Esse ano comecei a fazer mestrado e hoje comecei meu segundo semestre. Durante a aula, vagando a partir das discussões teóricas da disciplina "Sociedade, Direitos Humanos e Arte", pensei duas vezes na educação da Nina. Uma vez vez quando a professora falou das "ecofeministas" e falou desse sentimento humano de prepotência em relação aos outros seres. Pensei, não vai ter jeito, terei que virar vegetariana. Me deu até vontade de chorar. Não sei se pelos bichos ou porque acho muito difícil ser vegetariana. A outra vez foi quando falaram sobre a América Latina. Pensei, vou passar a dizer pra Nina que ela é latino-americana, ao invés de dizer que ela é brasileira e peruana.

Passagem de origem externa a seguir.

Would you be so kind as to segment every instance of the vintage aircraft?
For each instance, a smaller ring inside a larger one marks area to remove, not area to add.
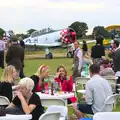
[[[30,37],[24,39],[27,46],[40,46],[44,47],[46,51],[46,58],[52,58],[52,53],[49,52],[50,47],[59,47],[71,44],[76,40],[76,33],[71,28],[62,30],[46,30],[35,31]]]

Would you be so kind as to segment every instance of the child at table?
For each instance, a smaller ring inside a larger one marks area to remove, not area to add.
[[[63,92],[72,92],[73,79],[72,76],[67,77],[67,71],[64,66],[61,65],[57,68],[55,81],[58,82],[58,84],[61,84]],[[76,100],[75,97],[68,98],[68,104],[76,102]]]
[[[41,65],[37,72],[30,78],[34,81],[33,92],[43,92],[45,87],[45,78],[49,78],[49,67],[47,65]]]

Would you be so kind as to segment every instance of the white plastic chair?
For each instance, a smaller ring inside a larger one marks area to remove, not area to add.
[[[93,120],[119,120],[120,112],[99,112],[93,116]]]
[[[57,105],[51,105],[46,110],[46,113],[49,112],[60,112],[60,117],[63,117],[64,119],[68,119],[68,108],[66,106],[57,106]]]
[[[60,112],[44,113],[40,116],[39,120],[59,120]]]
[[[49,107],[50,105],[65,106],[63,99],[41,99],[42,106]]]
[[[116,107],[116,99],[119,95],[118,94],[113,94],[111,96],[108,96],[107,99],[105,100],[104,102],[104,105],[102,107],[102,109],[99,111],[99,112],[104,112],[104,108],[107,106],[107,105],[112,105],[112,109]],[[109,111],[105,111],[105,112],[112,112],[112,109],[109,110]],[[93,115],[90,115],[90,114],[86,114],[86,116],[88,118],[91,118],[93,117]]]
[[[0,105],[9,105],[10,101],[5,96],[0,96]]]
[[[10,115],[7,114],[6,116],[1,116],[0,120],[31,120],[32,115]]]

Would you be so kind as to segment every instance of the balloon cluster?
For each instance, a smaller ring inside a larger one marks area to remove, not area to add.
[[[71,44],[76,41],[76,32],[70,28],[62,30],[60,35],[60,40],[63,44]]]

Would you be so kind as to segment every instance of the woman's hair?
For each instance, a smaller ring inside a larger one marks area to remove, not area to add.
[[[19,86],[26,87],[28,90],[32,91],[34,88],[34,82],[31,78],[25,77],[18,83]]]
[[[66,71],[66,69],[65,69],[65,67],[64,67],[63,65],[60,65],[60,66],[57,68],[57,72],[59,72],[59,69],[60,69],[60,68],[63,68],[63,69],[64,69],[65,75],[67,76],[67,71]]]
[[[13,79],[11,80],[8,80],[8,77],[11,77],[12,78],[12,75],[13,75],[13,72],[14,72],[15,67],[13,65],[9,65],[5,68],[4,72],[3,72],[3,76],[1,78],[2,81],[5,81],[5,82],[10,82],[12,83],[13,82]]]
[[[49,67],[47,65],[41,65],[37,72],[35,73],[35,75],[39,76],[40,74],[42,74],[43,72],[45,72],[46,70],[48,70]]]

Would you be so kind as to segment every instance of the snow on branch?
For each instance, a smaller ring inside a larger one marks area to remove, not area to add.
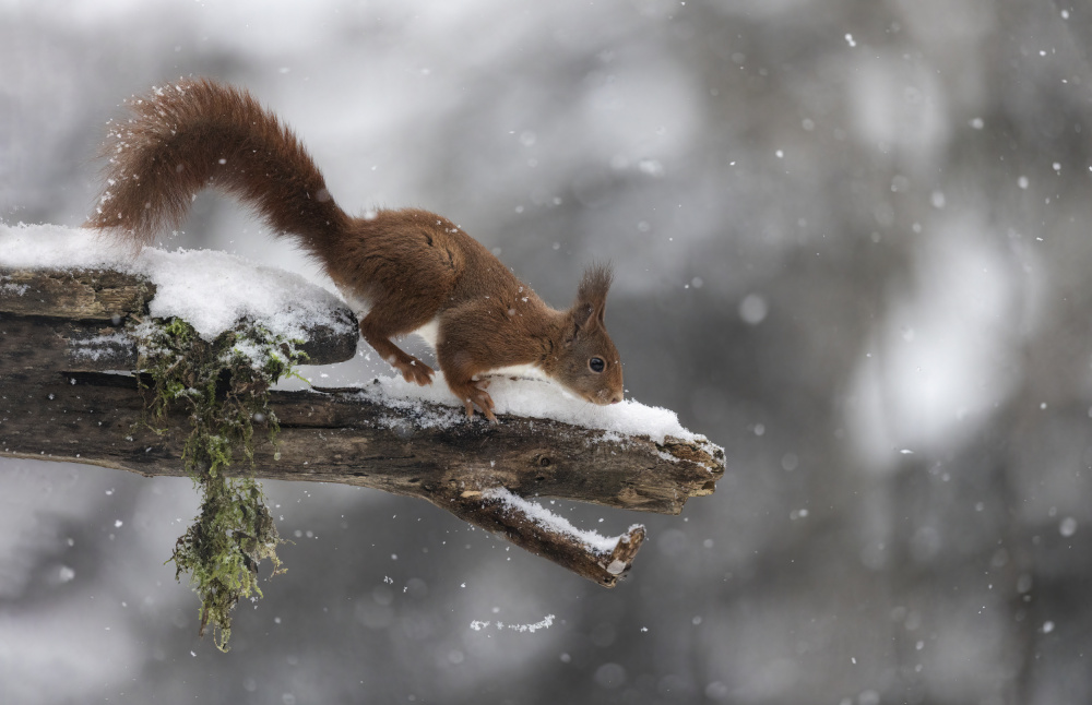
[[[293,274],[219,252],[133,258],[83,230],[0,225],[0,456],[183,475],[185,409],[152,432],[124,372],[136,368],[139,322],[170,318],[207,339],[259,325],[301,340],[313,363],[352,358],[358,337],[336,297]],[[253,467],[228,474],[417,497],[609,587],[644,528],[603,537],[535,499],[678,514],[724,473],[723,450],[665,409],[596,407],[523,379],[496,379],[490,392],[499,425],[467,420],[442,379],[273,391],[277,446],[258,444]]]

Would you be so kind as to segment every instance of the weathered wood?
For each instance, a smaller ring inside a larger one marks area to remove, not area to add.
[[[155,296],[147,279],[112,270],[0,267],[0,312],[75,321],[119,321],[146,310]]]
[[[0,456],[185,475],[185,409],[173,409],[167,432],[154,433],[141,423],[146,405],[136,379],[104,372],[135,367],[135,343],[119,323],[144,315],[154,295],[149,283],[117,273],[0,270]],[[313,330],[305,346],[311,361],[352,357],[357,336],[347,330]],[[607,587],[629,571],[642,527],[608,551],[593,550],[492,492],[678,514],[690,497],[712,493],[724,473],[723,451],[704,439],[657,443],[513,416],[490,425],[438,405],[392,408],[367,387],[274,391],[271,405],[278,449],[259,444],[252,468],[239,463],[228,474],[425,499]]]
[[[119,326],[147,314],[155,285],[109,270],[5,270],[0,267],[0,374],[26,370],[131,370],[136,340]],[[356,316],[335,310],[335,331],[312,324],[297,349],[309,365],[333,365],[356,355]],[[27,318],[33,316],[33,318]],[[22,321],[22,325],[20,325]],[[41,328],[48,330],[48,334]]]
[[[7,321],[0,321],[0,336]],[[0,350],[2,352],[2,350]],[[0,375],[7,382],[13,378]],[[708,441],[607,439],[601,431],[548,419],[506,416],[499,425],[468,420],[460,409],[423,405],[450,425],[418,422],[366,392],[272,393],[281,423],[280,459],[254,449],[262,479],[339,482],[430,499],[442,488],[506,487],[619,509],[678,514],[687,499],[710,494],[723,452]],[[0,454],[94,462],[144,476],[182,476],[189,433],[179,407],[170,432],[143,428],[136,380],[93,372],[23,375],[0,390]],[[250,473],[244,466],[235,473]]]

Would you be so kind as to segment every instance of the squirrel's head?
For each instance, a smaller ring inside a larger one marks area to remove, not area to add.
[[[563,349],[555,372],[558,381],[593,404],[622,401],[621,360],[603,323],[610,279],[607,266],[584,272],[577,301],[566,313]]]

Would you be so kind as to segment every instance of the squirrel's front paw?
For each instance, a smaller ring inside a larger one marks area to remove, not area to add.
[[[474,418],[474,407],[476,406],[482,409],[482,414],[485,415],[485,418],[489,419],[492,423],[497,423],[497,415],[492,413],[492,397],[485,391],[485,387],[487,386],[489,386],[489,380],[470,382],[462,385],[459,397],[463,401],[463,405],[466,407],[467,418]]]

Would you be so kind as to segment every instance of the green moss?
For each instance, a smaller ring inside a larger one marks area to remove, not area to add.
[[[201,598],[201,634],[211,624],[216,647],[227,650],[232,608],[242,598],[261,597],[258,565],[283,572],[276,548],[282,542],[265,504],[261,485],[251,477],[225,477],[241,452],[253,466],[254,427],[268,429],[276,447],[280,429],[269,405],[277,380],[298,377],[293,370],[306,356],[298,342],[284,340],[260,326],[203,340],[177,319],[145,323],[139,367],[151,377],[143,384],[145,423],[165,433],[167,409],[185,404],[190,434],[182,449],[187,473],[201,489],[201,513],[175,546],[175,577],[190,575]],[[277,457],[275,455],[274,457]]]

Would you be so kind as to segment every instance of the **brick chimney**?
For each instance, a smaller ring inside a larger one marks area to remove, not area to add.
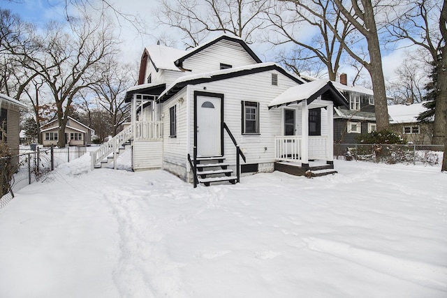
[[[340,75],[340,84],[348,86],[348,75],[346,73],[342,73]]]

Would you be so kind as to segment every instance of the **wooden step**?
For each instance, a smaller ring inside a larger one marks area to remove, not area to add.
[[[224,156],[197,156],[197,161],[224,161],[225,157]]]
[[[228,165],[230,165],[230,164],[226,163],[206,163],[203,165],[201,163],[198,163],[197,167],[227,167]]]
[[[197,171],[198,175],[211,175],[213,174],[226,174],[226,173],[232,173],[233,170],[226,169],[226,170],[209,170],[209,171]]]
[[[212,182],[222,182],[228,181],[230,183],[234,184],[236,183],[237,177],[235,176],[224,176],[221,177],[210,177],[210,178],[198,178],[198,181],[203,183],[206,186],[209,186],[210,183]]]
[[[305,176],[308,178],[312,177],[319,177],[321,176],[330,175],[330,174],[335,174],[338,172],[335,171],[332,169],[324,169],[324,170],[308,170],[306,172]]]

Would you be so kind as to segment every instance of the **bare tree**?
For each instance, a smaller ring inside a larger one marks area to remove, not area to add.
[[[105,19],[71,22],[68,27],[50,23],[36,43],[41,52],[24,56],[23,64],[38,73],[48,87],[57,109],[58,146],[64,147],[73,99],[80,90],[101,81],[99,66],[115,52],[112,27]]]
[[[332,29],[347,42],[354,30],[351,24],[342,17],[332,1],[279,0],[273,3],[265,14],[274,29],[274,36],[269,36],[269,41],[274,45],[292,43],[297,47],[288,57],[281,54],[281,61],[298,74],[300,68],[314,69],[318,64],[323,64],[329,80],[335,81],[344,50]],[[329,23],[332,24],[332,29],[328,26]],[[303,31],[308,31],[309,27],[317,32],[306,40],[302,38]]]
[[[103,80],[92,85],[91,89],[96,96],[98,107],[105,112],[112,125],[112,136],[117,133],[119,127],[129,119],[131,105],[124,100],[126,91],[135,84],[133,69],[130,65],[121,65],[109,59],[103,66]]]
[[[419,53],[420,54],[420,53]],[[406,58],[396,69],[396,77],[387,84],[388,94],[395,104],[420,103],[426,94],[427,73],[430,72],[426,63],[413,57]]]
[[[186,47],[197,46],[210,32],[233,34],[251,43],[263,29],[260,20],[268,0],[161,0],[161,24],[183,32]]]
[[[445,0],[409,0],[406,4],[410,9],[396,10],[400,17],[390,22],[388,28],[396,38],[411,40],[421,47],[434,63],[437,94],[433,142],[444,144],[442,170],[447,171],[447,3]]]

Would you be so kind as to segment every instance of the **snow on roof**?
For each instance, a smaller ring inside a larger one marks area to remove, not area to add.
[[[23,109],[28,109],[27,105],[23,103],[20,102],[19,100],[13,98],[12,97],[7,96],[4,94],[0,94],[0,105],[1,105],[1,101],[6,100],[9,103],[12,103],[13,105],[19,106],[19,107],[22,107]]]
[[[146,47],[151,60],[157,68],[168,70],[180,71],[174,62],[184,56],[186,51],[175,49],[161,45],[149,45]]]
[[[146,88],[149,88],[149,87],[155,87],[155,86],[161,86],[161,85],[164,85],[165,84],[154,84],[154,83],[150,83],[150,84],[141,84],[140,85],[135,85],[135,86],[133,86],[130,88],[129,88],[126,91],[126,92],[130,92],[130,91],[135,91],[135,90],[140,90],[140,89],[144,89]]]
[[[225,75],[225,74],[229,74],[232,73],[237,73],[241,70],[254,70],[256,68],[262,68],[264,67],[274,66],[279,68],[281,68],[280,66],[279,66],[278,64],[274,62],[265,62],[265,63],[258,63],[256,64],[246,65],[246,66],[239,66],[239,67],[234,67],[231,68],[221,69],[219,70],[210,71],[207,73],[198,73],[190,75],[184,75],[179,77],[175,81],[174,81],[174,82],[173,82],[170,85],[169,85],[169,87],[168,87],[168,88],[166,88],[166,89],[164,91],[163,91],[161,94],[160,94],[160,97],[163,96],[166,93],[168,93],[169,90],[173,88],[175,85],[184,82],[188,82],[188,81],[191,81],[193,80],[198,80],[198,79],[211,78],[212,77],[216,75]],[[291,73],[289,73],[289,74],[291,76],[295,77],[298,80],[302,81],[302,79],[297,77],[296,75],[294,75]],[[305,82],[305,81],[302,81],[302,82]]]
[[[291,87],[272,100],[268,106],[274,107],[307,99],[325,87],[328,82],[328,80],[321,79]]]
[[[412,105],[388,105],[388,114],[393,119],[391,123],[417,122],[416,118],[423,112],[427,110],[423,103]]]

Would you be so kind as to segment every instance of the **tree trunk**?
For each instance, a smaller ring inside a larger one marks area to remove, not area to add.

Em casa, introduzi o assunto da América Latina e o Nollan me ajudou. Primeiro ela achou que fosse algo relativo a cachorros, quando a chamei de "latino-americana". Fez todo sentido. Depois explicamos melhor, mostrando o mapa pra ela. Mostramos: aqui é o Brasil, aqui é o Peru, aqui é a América Latina; você é brasileira, é peruana e é latino-americana. No que ela rapidamente respondeu: não, eu sou ser humana. Não sei se ela pensou de novo que fosse algo relativo a cachorro, ou se ela se confundiu porque as duas palavras rimam... fato é que ela tem toda razão. Aí confirmei e disse que a América Latina ficava na Terra e que ela era terráquea, assim como os cachorros, as baleias, etc. E, pronto, acho que não vai ter jeito, mais cedo ou mais tarde, esse papo vai acabar levando a gente pro "ecofeminismo" e pro vegetarianismo...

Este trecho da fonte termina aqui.